Coronavirus - Le confinement fait rechuter l'économie française, mais moins fortement qu'au printemps

Sur le seul mois de novembre, le reconfinement va entraîner une baisse d'activité de 13% par rapport au niveau d'avant-crise, bien moins que les 30% de baisse enregistrés en avril, évalue également l'Institut national de la statistique dans sa dernière note de conjoncture.
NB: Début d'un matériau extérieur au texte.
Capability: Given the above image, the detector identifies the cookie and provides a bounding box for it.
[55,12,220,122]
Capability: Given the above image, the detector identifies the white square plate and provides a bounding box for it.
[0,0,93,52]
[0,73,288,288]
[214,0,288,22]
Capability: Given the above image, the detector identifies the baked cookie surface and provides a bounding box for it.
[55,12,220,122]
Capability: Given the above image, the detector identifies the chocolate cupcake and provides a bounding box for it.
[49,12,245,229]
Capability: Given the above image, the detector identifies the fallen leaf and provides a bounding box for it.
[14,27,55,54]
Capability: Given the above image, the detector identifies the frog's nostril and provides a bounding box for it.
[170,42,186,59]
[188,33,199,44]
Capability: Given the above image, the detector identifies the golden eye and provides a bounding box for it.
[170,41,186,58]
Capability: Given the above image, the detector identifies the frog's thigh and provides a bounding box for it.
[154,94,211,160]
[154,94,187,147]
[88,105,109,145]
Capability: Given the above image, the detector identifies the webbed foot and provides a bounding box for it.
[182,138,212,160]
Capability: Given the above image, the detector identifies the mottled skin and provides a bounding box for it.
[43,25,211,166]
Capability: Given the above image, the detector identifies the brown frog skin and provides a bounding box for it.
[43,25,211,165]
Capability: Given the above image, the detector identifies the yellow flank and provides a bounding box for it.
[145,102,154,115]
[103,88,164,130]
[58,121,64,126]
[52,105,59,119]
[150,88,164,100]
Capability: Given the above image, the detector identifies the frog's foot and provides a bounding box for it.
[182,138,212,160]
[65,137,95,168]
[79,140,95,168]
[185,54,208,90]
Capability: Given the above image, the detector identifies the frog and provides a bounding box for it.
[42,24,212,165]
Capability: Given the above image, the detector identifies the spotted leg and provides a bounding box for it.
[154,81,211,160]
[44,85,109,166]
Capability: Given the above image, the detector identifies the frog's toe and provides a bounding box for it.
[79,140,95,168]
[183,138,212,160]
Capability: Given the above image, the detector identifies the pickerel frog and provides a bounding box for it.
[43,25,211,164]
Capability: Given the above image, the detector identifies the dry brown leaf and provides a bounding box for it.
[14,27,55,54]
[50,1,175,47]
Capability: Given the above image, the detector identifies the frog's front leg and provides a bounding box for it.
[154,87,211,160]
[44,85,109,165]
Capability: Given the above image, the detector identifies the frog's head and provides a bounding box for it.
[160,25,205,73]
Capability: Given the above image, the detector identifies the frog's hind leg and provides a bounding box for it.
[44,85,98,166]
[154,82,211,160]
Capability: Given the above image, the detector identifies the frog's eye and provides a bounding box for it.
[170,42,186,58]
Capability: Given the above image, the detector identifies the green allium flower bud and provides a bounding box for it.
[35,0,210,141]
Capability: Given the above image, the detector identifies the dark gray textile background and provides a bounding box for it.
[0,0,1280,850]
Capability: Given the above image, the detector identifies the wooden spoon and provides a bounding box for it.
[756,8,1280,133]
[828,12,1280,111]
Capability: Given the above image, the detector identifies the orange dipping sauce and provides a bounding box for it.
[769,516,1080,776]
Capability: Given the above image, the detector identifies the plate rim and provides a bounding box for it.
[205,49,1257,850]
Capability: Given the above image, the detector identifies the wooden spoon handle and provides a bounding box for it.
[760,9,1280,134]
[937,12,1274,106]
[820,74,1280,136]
Si l'impact est moindre qu'au printemps, c'est parce que "la sidération a laissé la place, tant bien que mal, à l'adaptation", souligne l'Insee, avec un confinement moins strict, des protocoles sanitaires et le télétravail qui permettent de poursuivre l'activité dans de nombreux secteurs, malgré une productivité souvent dégradée.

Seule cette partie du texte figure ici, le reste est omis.